Going to the Missouri link, I worked for a while and finally figured out how to register on the state’s web site. The usability of the site clearly has never been tested by watching real people try to walk through the process. They have managed to create a site that is well deigned to frustrate rather than help users. The ability to get to the pages is hidden, the text confusing, and trying to fill out the forms when you are able to get to them is counterintuitive. But, if you are persistent, you can in fact use it to register to make your wishes known.

So I did it - so can you. Find out how to register in your state and make your wishes known so that when you loose your life you can pass parts of it along to others in need.

Leadership St. Louis - 1.1 (Please, tell me about myself.)

Wednesday, September 24th, 2008

Prior to our opening retreat we have all taken the DISC assessment ( an "assessment" not a "test") that describes our leadership behaviors. According to the presenter, like the Myers-Briggs it is based on Jungian theory, though the presentation does not stress this nor do I see an obvious connection.

Four dimensions are described and we are asked to self select the one that we feel most closely reflects how we are at work. For my part I select the "detail oriented and completion focused" C type as slightly more important to me than the D type with its "get it done attitude." Meeting with others who also find affinity with this dimension is a lot like talking to myself. What my C group members describe doing is exactly what I to do as a matter of course.

When we get our actual results I find that I am must know myself pretty well. I was indeed highest in C followed, lower by a single point, by D. Termed creative by the DISC report it reflects my interest in the specific details of getting things to work and the desire to actually get things to work and to make decisions.

As a psychologist, trained in assessment, I find the results of assessments I take about myself fascinating. Do I see myself in the results? Do I see others in the assessment? Can I see how a particular individual might score and why they and I have the relationship that we do? In this case I can answer yes to all of these question.

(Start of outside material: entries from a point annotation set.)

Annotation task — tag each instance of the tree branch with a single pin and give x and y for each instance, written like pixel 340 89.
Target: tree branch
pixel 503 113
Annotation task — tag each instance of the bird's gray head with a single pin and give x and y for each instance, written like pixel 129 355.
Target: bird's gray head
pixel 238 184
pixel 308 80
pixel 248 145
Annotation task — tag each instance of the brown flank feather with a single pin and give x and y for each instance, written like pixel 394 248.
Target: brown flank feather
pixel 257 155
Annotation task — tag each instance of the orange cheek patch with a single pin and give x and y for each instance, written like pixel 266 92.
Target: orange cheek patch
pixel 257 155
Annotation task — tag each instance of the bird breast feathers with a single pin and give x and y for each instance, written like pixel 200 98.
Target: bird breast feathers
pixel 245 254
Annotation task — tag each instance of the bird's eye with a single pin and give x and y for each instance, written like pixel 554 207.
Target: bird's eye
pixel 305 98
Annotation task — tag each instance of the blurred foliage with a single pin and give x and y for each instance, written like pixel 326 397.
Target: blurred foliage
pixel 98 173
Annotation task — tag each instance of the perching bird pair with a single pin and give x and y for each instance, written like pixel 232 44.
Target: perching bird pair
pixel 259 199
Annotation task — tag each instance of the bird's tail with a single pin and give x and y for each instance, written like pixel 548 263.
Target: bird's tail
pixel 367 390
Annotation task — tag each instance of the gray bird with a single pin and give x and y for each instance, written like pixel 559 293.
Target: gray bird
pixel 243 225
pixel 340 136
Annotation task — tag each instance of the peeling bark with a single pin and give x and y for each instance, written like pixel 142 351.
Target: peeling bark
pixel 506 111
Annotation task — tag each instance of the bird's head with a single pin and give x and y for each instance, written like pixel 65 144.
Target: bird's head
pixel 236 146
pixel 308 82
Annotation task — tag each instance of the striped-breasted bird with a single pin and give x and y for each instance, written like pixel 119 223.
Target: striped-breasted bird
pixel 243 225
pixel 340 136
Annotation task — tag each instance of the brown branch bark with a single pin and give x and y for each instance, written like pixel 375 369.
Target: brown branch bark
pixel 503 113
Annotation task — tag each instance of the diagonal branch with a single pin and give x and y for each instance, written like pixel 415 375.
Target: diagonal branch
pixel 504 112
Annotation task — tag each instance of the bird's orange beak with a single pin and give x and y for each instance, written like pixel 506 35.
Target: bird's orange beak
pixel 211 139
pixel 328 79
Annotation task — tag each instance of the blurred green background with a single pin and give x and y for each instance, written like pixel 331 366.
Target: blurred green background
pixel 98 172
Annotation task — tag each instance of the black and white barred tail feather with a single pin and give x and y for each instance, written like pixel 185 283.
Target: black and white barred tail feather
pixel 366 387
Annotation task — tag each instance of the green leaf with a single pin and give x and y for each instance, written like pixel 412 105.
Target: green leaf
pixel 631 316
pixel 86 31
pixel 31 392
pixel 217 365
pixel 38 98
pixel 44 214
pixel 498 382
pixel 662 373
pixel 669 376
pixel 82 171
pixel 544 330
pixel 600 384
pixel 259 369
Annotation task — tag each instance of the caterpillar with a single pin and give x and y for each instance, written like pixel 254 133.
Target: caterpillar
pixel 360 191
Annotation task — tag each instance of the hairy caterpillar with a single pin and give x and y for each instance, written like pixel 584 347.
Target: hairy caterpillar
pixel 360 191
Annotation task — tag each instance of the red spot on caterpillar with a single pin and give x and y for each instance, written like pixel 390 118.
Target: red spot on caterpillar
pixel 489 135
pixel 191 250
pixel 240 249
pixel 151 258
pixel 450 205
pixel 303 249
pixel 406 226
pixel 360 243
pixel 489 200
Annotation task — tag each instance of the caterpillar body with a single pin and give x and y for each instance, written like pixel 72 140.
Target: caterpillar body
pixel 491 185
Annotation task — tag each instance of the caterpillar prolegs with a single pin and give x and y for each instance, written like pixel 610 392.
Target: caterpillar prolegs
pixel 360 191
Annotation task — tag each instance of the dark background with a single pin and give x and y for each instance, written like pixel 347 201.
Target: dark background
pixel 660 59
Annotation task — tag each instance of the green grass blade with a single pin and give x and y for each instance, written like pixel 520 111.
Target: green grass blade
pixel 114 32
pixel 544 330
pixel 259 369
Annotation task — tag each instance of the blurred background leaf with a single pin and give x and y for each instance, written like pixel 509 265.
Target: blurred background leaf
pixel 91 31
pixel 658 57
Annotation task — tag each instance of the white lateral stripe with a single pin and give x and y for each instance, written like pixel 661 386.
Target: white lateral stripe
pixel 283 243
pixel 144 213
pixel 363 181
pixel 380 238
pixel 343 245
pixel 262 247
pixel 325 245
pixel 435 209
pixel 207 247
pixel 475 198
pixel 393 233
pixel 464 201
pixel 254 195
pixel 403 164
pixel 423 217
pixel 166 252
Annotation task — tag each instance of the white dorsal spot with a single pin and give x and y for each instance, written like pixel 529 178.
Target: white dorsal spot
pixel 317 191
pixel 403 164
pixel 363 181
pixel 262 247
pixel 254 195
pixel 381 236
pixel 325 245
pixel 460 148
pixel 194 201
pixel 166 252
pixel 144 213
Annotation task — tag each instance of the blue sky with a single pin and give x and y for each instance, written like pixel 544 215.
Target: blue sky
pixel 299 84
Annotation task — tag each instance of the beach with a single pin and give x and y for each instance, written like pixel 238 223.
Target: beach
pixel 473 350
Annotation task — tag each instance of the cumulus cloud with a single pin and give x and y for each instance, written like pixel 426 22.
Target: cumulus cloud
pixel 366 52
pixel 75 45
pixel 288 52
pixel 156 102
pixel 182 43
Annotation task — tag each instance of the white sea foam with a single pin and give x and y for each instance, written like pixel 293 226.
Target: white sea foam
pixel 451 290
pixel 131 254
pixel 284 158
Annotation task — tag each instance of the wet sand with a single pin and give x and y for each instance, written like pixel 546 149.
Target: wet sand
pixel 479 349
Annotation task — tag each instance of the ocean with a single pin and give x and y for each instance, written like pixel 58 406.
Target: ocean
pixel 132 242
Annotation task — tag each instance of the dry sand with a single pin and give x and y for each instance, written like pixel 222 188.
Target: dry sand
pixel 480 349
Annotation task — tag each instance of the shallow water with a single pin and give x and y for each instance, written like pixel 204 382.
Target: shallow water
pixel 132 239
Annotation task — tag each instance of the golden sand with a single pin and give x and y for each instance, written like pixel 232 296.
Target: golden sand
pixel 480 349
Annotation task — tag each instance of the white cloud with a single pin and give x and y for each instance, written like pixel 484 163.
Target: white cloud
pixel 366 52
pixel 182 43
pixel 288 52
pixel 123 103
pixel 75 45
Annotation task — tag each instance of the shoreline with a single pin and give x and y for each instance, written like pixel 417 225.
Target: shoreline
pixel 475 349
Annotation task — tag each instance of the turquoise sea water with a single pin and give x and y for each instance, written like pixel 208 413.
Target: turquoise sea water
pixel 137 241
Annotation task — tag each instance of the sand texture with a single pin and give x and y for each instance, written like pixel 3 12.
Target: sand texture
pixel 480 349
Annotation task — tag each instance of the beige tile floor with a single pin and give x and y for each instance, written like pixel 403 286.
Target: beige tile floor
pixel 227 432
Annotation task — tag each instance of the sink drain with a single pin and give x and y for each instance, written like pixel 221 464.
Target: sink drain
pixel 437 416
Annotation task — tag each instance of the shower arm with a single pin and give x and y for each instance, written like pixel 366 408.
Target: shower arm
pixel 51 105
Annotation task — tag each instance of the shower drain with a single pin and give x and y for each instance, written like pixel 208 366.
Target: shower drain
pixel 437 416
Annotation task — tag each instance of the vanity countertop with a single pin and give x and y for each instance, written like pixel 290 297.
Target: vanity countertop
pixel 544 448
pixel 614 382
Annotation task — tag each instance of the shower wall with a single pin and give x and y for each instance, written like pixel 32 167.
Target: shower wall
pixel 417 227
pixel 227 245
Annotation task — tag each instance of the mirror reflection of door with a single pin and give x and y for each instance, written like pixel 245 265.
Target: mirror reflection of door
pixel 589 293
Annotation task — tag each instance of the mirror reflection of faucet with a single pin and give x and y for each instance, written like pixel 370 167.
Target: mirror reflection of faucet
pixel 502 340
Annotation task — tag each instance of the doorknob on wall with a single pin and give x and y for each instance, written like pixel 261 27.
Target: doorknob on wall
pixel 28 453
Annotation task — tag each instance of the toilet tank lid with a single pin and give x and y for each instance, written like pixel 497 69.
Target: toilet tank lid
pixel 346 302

But more interesting to me are the questions from the group. I have taught for the last 10 years at the American Ethical Union’s Lay Leadership Summer School. There we have traditionally taught and used the Myers-Briggs. So, as I listen to and participate in the DISC portion of our weekend it is with both ears - as a LSL participant and as a faculty doing similar work for the AEU. The questions and comments from the groups are remarkably similar.

I am both this way AND that way, it depends on the situation.

Is my score related to American or world cultures?

These were hard questions to answer.

How can this be valid?

There is more to me than this.

The presenter fields the questions carefully, stressing the ideas that this is "only one data point," that we each have a unique personality, and that we cannot be fully described by the pattern of four scales. 

For me, the idea of assessment seems so natural. That those few questions on the assessment, hard as they were to answer, do seem to accurately describe things about the way I think and work. Yet it is clear that my response is idiosyncratic. Others are clearly concerned reading more, or less, into the assessment then is there.

When I last used the Myers-Briggs in Summer School I worked hard at minimizing the stress the assessment caused our students by presenting it as a useful heuristic. That helped some. But no more than the comments of our DISC presenter. The questions and concerns remain the same. Perhaps that is just the way it is going to be.